Jordan Gladys-Oryhon, DO, Shifa Umar, MD, Rita Cole, MBA, BS, Katie Farah, MD
Allegheny Health Network, Pittsburgh, PA
Introduction: Small-cell carcinoma of the colon (SmCC) is a very rare disease and is difficult to achieve long-term survival due to its aggressive behavior. Distant metastases are often found at the time of diagnosis of tumor. High recurrence rates contribute to poor survival with a median survival of 10.5 months. The World Health Organisation (WHO) in 2010 classified SmCC as a subgroup of neuroendocrine carcinoma (NEC) which accounts for approximately 0.6 percent of all colorectal cancers. Peak incidence of these tumours is in the sixth and seventh decades of life.

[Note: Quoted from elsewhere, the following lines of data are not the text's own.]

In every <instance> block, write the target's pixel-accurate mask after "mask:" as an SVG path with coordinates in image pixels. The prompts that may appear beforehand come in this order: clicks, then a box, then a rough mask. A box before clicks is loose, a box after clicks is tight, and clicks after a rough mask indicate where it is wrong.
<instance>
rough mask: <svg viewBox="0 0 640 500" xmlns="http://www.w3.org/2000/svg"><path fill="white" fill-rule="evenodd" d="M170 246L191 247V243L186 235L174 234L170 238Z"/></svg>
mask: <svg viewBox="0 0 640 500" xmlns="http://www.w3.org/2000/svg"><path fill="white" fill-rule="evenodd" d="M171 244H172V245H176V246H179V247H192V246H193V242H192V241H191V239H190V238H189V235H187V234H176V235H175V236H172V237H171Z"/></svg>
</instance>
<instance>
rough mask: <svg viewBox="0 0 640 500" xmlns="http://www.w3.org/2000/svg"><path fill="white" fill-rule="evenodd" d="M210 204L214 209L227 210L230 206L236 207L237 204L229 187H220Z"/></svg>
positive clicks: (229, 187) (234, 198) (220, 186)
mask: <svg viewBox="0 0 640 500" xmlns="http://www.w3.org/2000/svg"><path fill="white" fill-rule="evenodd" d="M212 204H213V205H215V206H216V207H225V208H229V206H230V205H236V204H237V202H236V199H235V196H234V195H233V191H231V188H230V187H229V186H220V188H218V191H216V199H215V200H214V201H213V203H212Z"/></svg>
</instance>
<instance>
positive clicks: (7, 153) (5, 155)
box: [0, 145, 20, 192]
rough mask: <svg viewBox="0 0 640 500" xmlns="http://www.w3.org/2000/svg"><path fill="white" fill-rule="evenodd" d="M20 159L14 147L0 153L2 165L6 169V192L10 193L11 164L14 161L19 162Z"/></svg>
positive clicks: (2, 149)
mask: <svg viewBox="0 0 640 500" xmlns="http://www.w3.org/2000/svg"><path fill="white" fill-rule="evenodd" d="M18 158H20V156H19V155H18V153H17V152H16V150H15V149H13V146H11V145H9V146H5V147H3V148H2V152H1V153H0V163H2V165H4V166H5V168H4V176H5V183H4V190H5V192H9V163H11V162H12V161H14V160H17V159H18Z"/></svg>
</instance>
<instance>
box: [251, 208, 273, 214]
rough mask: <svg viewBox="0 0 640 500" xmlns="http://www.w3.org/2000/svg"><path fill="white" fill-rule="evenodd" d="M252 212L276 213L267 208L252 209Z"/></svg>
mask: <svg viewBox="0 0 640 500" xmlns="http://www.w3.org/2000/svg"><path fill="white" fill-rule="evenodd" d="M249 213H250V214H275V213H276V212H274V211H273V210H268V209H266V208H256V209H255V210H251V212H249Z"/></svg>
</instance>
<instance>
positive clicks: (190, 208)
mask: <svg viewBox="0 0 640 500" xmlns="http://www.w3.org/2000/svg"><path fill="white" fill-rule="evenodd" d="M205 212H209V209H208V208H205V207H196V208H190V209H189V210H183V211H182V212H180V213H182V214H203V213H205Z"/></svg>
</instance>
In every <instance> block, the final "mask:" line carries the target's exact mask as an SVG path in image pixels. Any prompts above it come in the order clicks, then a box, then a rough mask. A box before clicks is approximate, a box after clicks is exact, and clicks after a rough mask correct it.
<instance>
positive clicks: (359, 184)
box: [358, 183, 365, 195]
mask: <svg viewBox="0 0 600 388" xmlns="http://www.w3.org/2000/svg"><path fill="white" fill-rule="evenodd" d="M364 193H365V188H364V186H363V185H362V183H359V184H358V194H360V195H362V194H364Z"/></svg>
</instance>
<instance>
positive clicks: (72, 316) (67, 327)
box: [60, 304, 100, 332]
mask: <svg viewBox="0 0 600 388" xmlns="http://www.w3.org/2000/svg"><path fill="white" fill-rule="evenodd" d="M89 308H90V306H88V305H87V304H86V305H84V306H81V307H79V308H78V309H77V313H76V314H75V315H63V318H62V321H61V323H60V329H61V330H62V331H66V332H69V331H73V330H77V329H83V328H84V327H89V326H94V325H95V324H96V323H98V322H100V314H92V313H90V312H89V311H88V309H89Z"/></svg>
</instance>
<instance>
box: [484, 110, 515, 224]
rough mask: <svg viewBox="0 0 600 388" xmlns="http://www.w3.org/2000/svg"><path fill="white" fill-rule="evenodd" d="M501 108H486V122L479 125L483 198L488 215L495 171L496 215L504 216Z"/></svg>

The limited information on colorectal small cell carcinoma in the literature shows that these tumors have similar demographic features to colorectal adenocarcinomas with the exception of being more common in females. Of note, cecal small cell carcinoma is even more rare.
Case Description/Methods: A 51 year old female with no significant past medical history presented with a 2 year history of iron deficiency anemia and PICA. She had experienced 3 weeks of RUQ pain, abdominal distension, and fatigue. Colonoscopy revealed a 15 cm infiltrative mass in the cecum. Pathology showed invasive poorly differentiated grade 3 small cell carcinoma of the colon (Figure 1). Immunostains + CAM, synaptophysin, MAP-2, and CDX2. CTscan showed diffuse liver metastasis. PET scan showed diffuse brain metastasis. Chemotherapy with cisplatin and etoposide was instituted. Her course was complicated by confusion, lethargy, pulmonary embolus, recurrent ascites, and sepsis. She passed away 8 months after diagnosis.
Discussion: The available literature consists mainly of series of case reports or small case series that provide guidance for optimal therapy to prolong survival. Prognosis is very poor and is secondary to the tumor's aggressive biology, the presence of metastatic disease at the time of diagnosis, and poor response to chemo/radiotherapy. Seventy percent of patients present with metastases at the time of diagnosis. The reported 6 months, 3 year and 5 year survival rates of 58%, 13%, and 6%, respectively, with a median survival of 10.4 months. There is no agreed standard treatment approach for colorectal SmCC at the present time. Combination of surgery, chemotherapy and radiotherapy is the standard at this time but overall prognosis is poor. It is of utmost importance to perform colonoscopic evaluation if patients have any alarm features such as iron deficiency anemia, unexplained abdominal pain, and altered bowel habits so that diagnosis can be made earlier.
Citation: Jordan Gladys-Oryhon, DO, Shifa Umar, MD, Rita Cole, MBA, BS, Katie Farah, MD. P0164 - SMALL CELL CARCINOMA OF THE CECUM: A RARE ENTITY. Program No. P0164. ACG 2019 Annual Scientific Meeting Abstracts. San Antonio, Texas: American College of Gastroenterology.